Jane O. has an eidetic memory which appears to allow her to recall in great detail essentially every day that she has lived detail since she was a young girl. As the story began, she recently had a baby boy via sperm donation. She was living with her son in New York City where she was mostly estranged from her parents in California, and she worked as a librarian for the city. It was apparently her first dissociative episode that led her to reluctantly seek psychiatric care in New York. She may have been suffering from a dissociative disorder which is sometimes referred to as a fugue episode. According to the DSM5, the book that defines all recognized psychiatric disorders, “Dissociative disorders are characterized by a disruption of and/or discontinuity in the normal integration of consciousness, memory, identity, emotional, perception, body representation, motor control, and behavior.” Jane claimed to have seen Dr. Bird for one occasion about 20 years earlier although her need for psychiatric attention at that time was never explained. It was Dr. Bird who she sought for help once again.
Dr. Bird was a troubled man himself. Not long after the birth of their baby daughter, his wife died in a pedestrian accident when she walked in front of a vehicle and was immediately killed. He also had been fired from the institution where he worked. He was particularly interested in studying patients who reported premonitions, a topic that would not have been easily recognized as worthy of research by the psychiatric community. When he tried to keep his interest secret and then lied about doing that work, he was terminated. He struggled to get on his professional feet once again, and he opened his outpatient private practice. It was then that Jane O appeared in his life.
The story is about the relationship the two of them had as Dr. Bird worked to understand what was happening with his patient. He clearly found something appealing about Jane and she put her faith in him for a cure. She then had recurrent dissociative episodes which sometimes lasted for hours, but eventually lasted for weeks. He finally came to the understanding that he was overly involved with Jane although they were not reported to have had a sexual encounter with one another. He was constantly thinking about her and looking forward to his sessions with her more than his other patients. As the book came to an end, Dr. Bird announced that he would have to terminate his treatment efforts with Jane and refer her to a psychiatrist who treat her more dispassionately.

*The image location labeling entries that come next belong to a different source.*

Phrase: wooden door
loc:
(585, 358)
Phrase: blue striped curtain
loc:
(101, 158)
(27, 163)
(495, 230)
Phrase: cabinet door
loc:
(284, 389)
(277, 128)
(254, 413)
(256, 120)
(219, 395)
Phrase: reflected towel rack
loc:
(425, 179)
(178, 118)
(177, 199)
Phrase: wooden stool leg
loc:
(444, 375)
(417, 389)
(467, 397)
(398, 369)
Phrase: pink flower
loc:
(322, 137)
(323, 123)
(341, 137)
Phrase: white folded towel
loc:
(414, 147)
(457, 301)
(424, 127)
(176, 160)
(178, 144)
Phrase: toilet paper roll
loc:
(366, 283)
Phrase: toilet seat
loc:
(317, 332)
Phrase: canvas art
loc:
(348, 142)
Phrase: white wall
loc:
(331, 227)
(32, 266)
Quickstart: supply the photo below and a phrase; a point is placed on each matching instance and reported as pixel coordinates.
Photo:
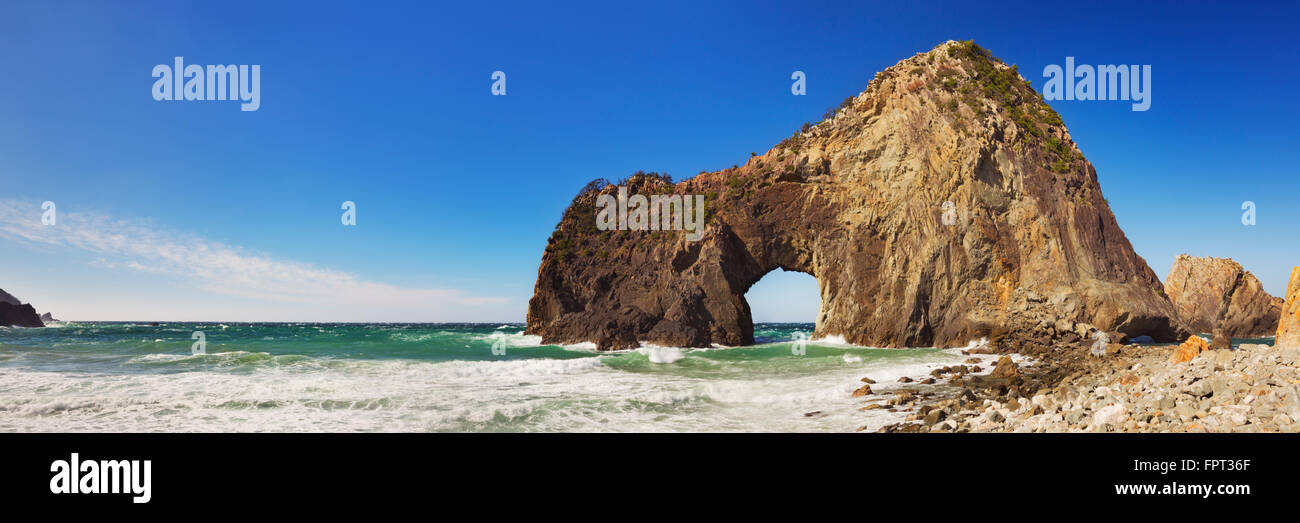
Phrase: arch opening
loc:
(783, 297)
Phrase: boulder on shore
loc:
(1190, 349)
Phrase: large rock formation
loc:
(944, 203)
(1212, 293)
(1288, 325)
(16, 314)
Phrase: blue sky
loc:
(199, 211)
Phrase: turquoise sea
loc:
(417, 377)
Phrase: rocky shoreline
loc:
(1188, 388)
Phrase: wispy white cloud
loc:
(129, 245)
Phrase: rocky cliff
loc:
(1288, 325)
(8, 298)
(1217, 293)
(16, 314)
(944, 203)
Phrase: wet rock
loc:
(1005, 368)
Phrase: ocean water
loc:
(429, 377)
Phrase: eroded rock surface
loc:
(941, 204)
(1217, 293)
(1288, 325)
(16, 314)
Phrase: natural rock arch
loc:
(944, 203)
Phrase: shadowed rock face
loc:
(1288, 325)
(943, 203)
(1217, 293)
(14, 314)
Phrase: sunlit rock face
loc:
(1217, 293)
(944, 203)
(1288, 325)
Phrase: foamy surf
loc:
(430, 377)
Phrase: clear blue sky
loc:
(389, 106)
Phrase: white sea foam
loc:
(512, 340)
(255, 392)
(658, 354)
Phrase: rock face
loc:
(1217, 293)
(1288, 325)
(16, 314)
(8, 298)
(941, 204)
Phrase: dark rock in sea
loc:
(1005, 368)
(944, 202)
(14, 314)
(8, 298)
(1217, 293)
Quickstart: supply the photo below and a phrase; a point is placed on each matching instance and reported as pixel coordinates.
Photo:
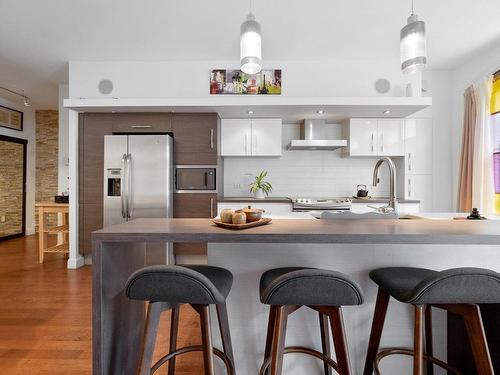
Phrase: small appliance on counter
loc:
(311, 205)
(475, 215)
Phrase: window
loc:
(495, 133)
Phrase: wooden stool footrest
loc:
(404, 351)
(301, 350)
(189, 349)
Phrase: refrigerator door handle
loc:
(123, 185)
(129, 185)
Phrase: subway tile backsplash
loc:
(305, 173)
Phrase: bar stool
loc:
(288, 289)
(168, 287)
(457, 290)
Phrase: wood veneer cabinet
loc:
(194, 206)
(92, 129)
(195, 137)
(129, 123)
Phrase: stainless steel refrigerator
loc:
(138, 183)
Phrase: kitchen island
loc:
(352, 246)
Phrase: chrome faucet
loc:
(393, 202)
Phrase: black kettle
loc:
(362, 192)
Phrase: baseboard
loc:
(88, 258)
(77, 262)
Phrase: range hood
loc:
(312, 137)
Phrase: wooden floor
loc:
(45, 316)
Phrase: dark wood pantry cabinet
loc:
(195, 137)
(195, 143)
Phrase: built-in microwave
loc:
(195, 178)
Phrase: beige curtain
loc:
(464, 203)
(483, 192)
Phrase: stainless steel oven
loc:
(195, 179)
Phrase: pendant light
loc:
(413, 46)
(250, 45)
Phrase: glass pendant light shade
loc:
(413, 46)
(250, 46)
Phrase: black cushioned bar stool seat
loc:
(286, 290)
(168, 287)
(176, 284)
(458, 290)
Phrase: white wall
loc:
(63, 172)
(439, 84)
(191, 78)
(305, 173)
(478, 66)
(29, 134)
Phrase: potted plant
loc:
(260, 187)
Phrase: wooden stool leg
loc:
(477, 338)
(270, 334)
(340, 341)
(428, 339)
(376, 332)
(206, 338)
(149, 337)
(279, 340)
(418, 342)
(174, 329)
(225, 332)
(325, 341)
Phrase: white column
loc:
(75, 259)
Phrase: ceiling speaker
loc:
(382, 86)
(105, 86)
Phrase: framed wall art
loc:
(11, 118)
(235, 82)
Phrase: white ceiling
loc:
(39, 37)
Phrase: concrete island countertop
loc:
(308, 231)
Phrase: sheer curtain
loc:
(464, 201)
(483, 191)
(476, 183)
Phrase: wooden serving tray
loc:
(258, 223)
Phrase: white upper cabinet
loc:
(375, 137)
(266, 137)
(390, 137)
(246, 137)
(362, 137)
(418, 146)
(236, 137)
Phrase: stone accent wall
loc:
(47, 136)
(11, 188)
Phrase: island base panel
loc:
(248, 317)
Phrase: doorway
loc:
(12, 187)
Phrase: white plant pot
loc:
(259, 194)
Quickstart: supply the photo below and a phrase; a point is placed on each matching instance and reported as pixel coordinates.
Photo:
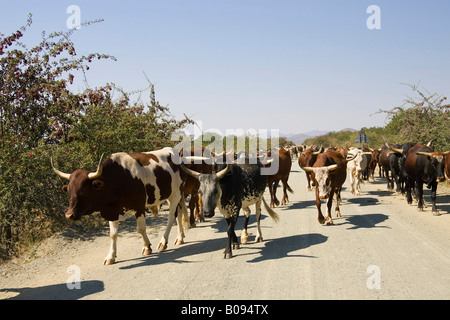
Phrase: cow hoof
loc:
(162, 246)
(179, 242)
(146, 251)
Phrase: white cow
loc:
(356, 165)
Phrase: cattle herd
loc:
(143, 181)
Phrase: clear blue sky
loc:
(295, 66)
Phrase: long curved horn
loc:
(332, 167)
(59, 173)
(194, 158)
(190, 172)
(307, 169)
(428, 154)
(223, 172)
(98, 173)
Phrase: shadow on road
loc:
(57, 291)
(280, 248)
(366, 221)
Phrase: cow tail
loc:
(271, 213)
(288, 187)
(186, 222)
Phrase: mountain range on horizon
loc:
(298, 138)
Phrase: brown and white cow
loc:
(283, 160)
(328, 173)
(127, 182)
(355, 168)
(307, 159)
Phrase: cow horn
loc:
(194, 158)
(59, 173)
(98, 173)
(307, 169)
(223, 172)
(428, 154)
(332, 167)
(190, 172)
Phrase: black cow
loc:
(424, 165)
(233, 187)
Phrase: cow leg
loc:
(113, 231)
(273, 194)
(318, 204)
(232, 239)
(329, 220)
(433, 199)
(180, 236)
(193, 209)
(198, 209)
(308, 179)
(141, 226)
(173, 205)
(358, 182)
(338, 199)
(244, 233)
(419, 195)
(285, 199)
(409, 183)
(258, 224)
(352, 181)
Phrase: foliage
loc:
(420, 119)
(41, 118)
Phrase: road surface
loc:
(381, 248)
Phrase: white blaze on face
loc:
(323, 182)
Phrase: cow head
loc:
(210, 189)
(437, 161)
(322, 177)
(83, 189)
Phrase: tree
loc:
(41, 118)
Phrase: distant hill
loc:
(300, 137)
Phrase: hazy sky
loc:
(295, 66)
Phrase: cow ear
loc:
(97, 184)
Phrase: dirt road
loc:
(381, 248)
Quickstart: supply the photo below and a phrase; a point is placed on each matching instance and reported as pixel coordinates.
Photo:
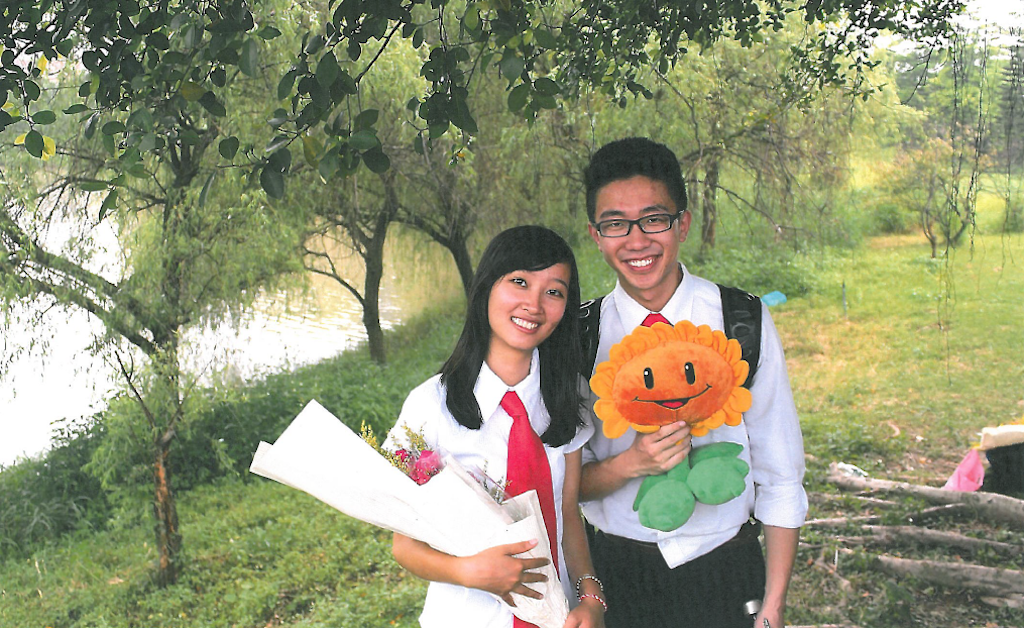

It was the very end of the book that requires mentioning. While Dr. Bird had planned to end this relationship, and while he planned to do so after saying goodbye to her, he found himself unable to do so. Rather, as Jane narrated this part of the story, she described that they met and sat on a park bench together for a long period of time without speaking to one another and while holding hands. Finally when Dr. Bird stood up, instead of parting, they walked off hand-in-hand.
The book brings up the importance and sometimes difficulty of maintaining strict boundaries with patients, which the mythical Dr. Bird failed to do. It seems to me that stories about psychiatric and psychoanalytic treatment tend to be only interesting to most readers when there have been boundary violations. Try to think of any story of such treatment in which boundary violations was not a significant theme. Any well-trained therapist should know this and observe the clinical importance of doing so. While it’s true that such mistakes do occur in treatment, I won’t take the time to explain the damaging effect that this causes to patients regarding their own emotional growth, which is the goal of treatment. I’ve been involved as an expert in a couple medical legal cases in which such boundaries were violated which rightfully led the loss of the doctor’s license to practice medicine.
What was the reader supposed to understand about the ending, perhaps that like a shining knight in white armor rescued the damsel in distress and rode off into the sunset to live happily ever after? In reality, that’s not how this works. Rather, it is my thought that these two troubled people were doomed to have a failed and unworkable relationship. With this warning regarding what was clearly a treatment failure, you could read this story and sadly watch how this doctor-patient relationship quickly grew into a dysfunctional one.